3.071 TAGE AUF UNSERER
LEBENSREISE IM BLAUEN BUS (Fahrtstrecke 132 km/ Gesamt 371.632 km / Ø121,01 km)
Landvergnügenhof
Gut Moorbeck
26197 Großenkneten
Deutschland
Es gibt Morgen, an denen ich besonders gerne aufwache. Man sagt zwar, Träume sind Schäume und Tränen gleich Schwänen, aber trotzdem tragen sie in ihren Flügeln immer einen Schuss Wahrheit. Oft sind sie alle da, die Menschen, die wir verloren haben, und die, die wir nie finden konnten. Aber für ein Happy End haben beide in meinem Leben nicht die richtige Ausrüstung dabei. Immer bleibt ein Rest Phantasie übrig, sich wünschen zu können, aber nicht wissen zu dürfen.
In der Nacht war es ganz still, ich habe vom überfrierenden Regen gelesen und null Grad, aber heute morgen fahren sie wieder. Langsam durch die schwarze Dunkelheit an den Häusern des Guts vorbei, das nur noch von einer leuchtenden Kugel erhellt wird.
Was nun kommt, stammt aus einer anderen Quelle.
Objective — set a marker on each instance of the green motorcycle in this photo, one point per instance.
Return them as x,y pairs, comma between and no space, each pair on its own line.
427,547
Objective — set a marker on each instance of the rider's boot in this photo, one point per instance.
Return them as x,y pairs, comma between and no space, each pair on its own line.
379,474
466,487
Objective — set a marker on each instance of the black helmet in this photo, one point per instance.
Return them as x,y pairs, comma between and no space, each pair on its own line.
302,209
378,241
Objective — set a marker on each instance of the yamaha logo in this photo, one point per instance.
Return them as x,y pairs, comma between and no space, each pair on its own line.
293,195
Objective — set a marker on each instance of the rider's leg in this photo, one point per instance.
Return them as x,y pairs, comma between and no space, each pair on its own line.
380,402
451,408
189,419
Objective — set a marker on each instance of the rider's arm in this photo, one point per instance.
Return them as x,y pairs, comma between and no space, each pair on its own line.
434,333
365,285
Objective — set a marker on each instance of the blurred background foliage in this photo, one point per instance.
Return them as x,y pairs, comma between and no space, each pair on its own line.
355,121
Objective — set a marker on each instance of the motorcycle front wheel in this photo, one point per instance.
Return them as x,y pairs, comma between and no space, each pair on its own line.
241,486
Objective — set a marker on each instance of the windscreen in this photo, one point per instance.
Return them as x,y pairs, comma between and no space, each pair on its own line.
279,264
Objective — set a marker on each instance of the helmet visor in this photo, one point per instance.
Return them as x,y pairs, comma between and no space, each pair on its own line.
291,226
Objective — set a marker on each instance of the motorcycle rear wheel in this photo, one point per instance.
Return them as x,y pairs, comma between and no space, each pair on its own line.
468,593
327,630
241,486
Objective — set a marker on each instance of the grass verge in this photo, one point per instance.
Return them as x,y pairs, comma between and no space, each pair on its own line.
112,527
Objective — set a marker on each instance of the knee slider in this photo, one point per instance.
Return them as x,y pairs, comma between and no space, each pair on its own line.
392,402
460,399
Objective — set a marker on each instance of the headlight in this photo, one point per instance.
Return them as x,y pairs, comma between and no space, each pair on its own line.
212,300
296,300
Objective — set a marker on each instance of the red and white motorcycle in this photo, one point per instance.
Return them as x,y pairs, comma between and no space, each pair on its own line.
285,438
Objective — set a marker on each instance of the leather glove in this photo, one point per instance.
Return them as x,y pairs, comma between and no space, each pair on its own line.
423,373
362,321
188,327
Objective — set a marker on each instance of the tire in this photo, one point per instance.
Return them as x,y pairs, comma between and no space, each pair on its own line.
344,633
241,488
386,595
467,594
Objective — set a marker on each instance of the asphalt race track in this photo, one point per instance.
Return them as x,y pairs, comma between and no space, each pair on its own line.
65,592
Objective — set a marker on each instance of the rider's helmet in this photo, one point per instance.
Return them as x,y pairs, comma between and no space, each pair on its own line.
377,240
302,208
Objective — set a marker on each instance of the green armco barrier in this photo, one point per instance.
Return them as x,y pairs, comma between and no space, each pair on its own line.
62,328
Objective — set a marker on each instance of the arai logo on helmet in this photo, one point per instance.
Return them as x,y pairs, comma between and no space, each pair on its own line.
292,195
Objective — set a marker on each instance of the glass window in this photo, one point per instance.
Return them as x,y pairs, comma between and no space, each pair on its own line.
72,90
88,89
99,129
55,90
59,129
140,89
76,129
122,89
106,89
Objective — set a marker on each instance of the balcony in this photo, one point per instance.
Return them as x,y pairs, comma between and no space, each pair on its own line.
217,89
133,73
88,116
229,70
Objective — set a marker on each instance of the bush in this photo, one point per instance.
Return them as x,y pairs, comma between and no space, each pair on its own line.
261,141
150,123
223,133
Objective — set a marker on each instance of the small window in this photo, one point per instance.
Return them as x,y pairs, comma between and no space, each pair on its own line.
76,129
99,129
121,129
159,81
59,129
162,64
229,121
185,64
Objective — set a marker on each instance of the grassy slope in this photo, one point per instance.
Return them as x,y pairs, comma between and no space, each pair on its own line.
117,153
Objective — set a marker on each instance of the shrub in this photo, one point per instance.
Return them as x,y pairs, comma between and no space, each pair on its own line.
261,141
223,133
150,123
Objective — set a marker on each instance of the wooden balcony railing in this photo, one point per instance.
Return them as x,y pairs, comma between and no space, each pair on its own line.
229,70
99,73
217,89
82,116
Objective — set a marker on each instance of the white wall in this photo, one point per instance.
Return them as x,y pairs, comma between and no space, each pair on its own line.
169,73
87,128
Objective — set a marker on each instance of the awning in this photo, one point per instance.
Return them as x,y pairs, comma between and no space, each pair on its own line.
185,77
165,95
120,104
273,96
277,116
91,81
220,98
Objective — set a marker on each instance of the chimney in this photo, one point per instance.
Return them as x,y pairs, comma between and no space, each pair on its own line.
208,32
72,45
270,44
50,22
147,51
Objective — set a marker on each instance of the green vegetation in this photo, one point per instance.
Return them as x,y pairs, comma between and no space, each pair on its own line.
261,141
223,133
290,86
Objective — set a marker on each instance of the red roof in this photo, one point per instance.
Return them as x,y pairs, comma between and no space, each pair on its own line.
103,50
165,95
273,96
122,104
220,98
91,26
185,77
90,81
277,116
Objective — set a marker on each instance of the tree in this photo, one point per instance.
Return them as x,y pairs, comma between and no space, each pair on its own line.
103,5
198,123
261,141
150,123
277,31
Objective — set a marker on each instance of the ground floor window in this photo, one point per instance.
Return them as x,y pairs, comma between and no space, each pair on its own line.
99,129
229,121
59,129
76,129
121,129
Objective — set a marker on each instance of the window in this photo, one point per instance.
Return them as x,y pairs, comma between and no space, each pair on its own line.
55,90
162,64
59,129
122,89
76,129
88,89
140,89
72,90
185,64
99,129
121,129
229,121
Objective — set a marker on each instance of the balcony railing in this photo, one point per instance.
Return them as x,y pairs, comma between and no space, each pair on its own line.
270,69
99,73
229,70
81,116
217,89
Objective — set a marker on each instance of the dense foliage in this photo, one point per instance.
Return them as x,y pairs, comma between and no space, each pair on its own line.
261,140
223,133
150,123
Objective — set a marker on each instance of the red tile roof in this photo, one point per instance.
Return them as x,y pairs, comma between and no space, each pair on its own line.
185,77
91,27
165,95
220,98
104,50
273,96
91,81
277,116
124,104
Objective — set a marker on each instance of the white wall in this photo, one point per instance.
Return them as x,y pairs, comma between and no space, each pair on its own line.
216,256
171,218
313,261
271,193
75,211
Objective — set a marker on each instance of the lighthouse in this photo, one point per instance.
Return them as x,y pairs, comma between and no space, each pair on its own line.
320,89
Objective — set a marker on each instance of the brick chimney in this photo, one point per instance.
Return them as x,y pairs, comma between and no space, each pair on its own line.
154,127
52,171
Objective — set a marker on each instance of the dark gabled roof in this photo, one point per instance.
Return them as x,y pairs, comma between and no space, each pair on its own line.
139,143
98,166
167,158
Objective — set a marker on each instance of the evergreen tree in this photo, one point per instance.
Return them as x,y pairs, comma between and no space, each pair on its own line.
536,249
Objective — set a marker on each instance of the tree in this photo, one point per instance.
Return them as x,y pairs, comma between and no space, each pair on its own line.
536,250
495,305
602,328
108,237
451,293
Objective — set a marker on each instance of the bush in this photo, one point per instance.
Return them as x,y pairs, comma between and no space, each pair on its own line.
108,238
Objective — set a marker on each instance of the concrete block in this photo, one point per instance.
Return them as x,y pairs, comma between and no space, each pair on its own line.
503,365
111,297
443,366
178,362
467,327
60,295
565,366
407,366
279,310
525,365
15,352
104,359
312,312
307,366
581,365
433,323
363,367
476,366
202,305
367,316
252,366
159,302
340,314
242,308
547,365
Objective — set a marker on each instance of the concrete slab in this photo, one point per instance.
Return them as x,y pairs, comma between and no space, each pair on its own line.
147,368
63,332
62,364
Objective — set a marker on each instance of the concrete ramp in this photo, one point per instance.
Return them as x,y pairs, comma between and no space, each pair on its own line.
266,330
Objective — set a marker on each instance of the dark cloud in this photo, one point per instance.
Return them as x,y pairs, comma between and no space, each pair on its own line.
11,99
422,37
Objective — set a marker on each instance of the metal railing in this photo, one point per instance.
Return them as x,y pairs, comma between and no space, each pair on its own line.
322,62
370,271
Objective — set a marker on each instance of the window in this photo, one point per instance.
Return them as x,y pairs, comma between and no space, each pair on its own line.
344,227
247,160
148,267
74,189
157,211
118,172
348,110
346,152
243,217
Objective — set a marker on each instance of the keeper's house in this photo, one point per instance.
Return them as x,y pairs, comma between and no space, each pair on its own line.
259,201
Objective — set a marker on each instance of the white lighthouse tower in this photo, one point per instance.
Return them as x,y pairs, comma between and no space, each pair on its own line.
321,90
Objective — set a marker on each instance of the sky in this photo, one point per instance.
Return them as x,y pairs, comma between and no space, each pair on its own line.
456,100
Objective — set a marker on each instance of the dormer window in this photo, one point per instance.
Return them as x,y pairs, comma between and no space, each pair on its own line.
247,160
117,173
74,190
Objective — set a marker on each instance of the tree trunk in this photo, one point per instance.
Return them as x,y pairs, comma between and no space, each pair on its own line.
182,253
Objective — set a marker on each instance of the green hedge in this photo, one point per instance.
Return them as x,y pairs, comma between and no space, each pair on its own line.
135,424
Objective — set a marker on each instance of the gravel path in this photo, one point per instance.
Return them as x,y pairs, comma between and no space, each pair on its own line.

Ein Fahrzeug bremst, jemand geht über den Hof, im hinteren Gebäudeteil bewegt sich ein Mensch im leicht erhellten Fenster. Der Gegenverkehr leuchtet durchs Gelände, als würde er direkt oberhalb vom See entlang fahren. Hilde schläft, ich habe Tee gekocht, als erstes aber die Stützstrümpfe angezogen, weil die Beine nach dem Liegen noch dünn sind.
Manches Mal ist das auch im Traum so, dass ich noch jung und schlank bin. Dann möchte ich gerne die Zeit anhalten, mich wie ein Pfeil mitten im Leben festsetzen. Wie in dem Song von Ludwig Hirsch 'Der große schwarze Vogel'.
"...Und dann fliegen wer
Aufi, mitten in Himmel eini,
In a neuche Zeit,
In a neuche Welt.
Und i werd' singen,
I werd′ lachen,
I werd′ "das gibt's net", schrei′n,
Weil, i werd' auf einmal kapier′n
Worum sich alles dreht..."
Nur halt einfach umgekehrt. Nicht das Ende des Lebens ersehnen, sondern nochmal mitten drin landen, aber alles andere vergessen. Also das, was man glaubt zu wissen, und all die Erfahrungen, über die man sich glücklich schätzt. Vielleicht dort landen, wo die Kinder jung waren, und versuchen, manche Fehler nicht zu machen.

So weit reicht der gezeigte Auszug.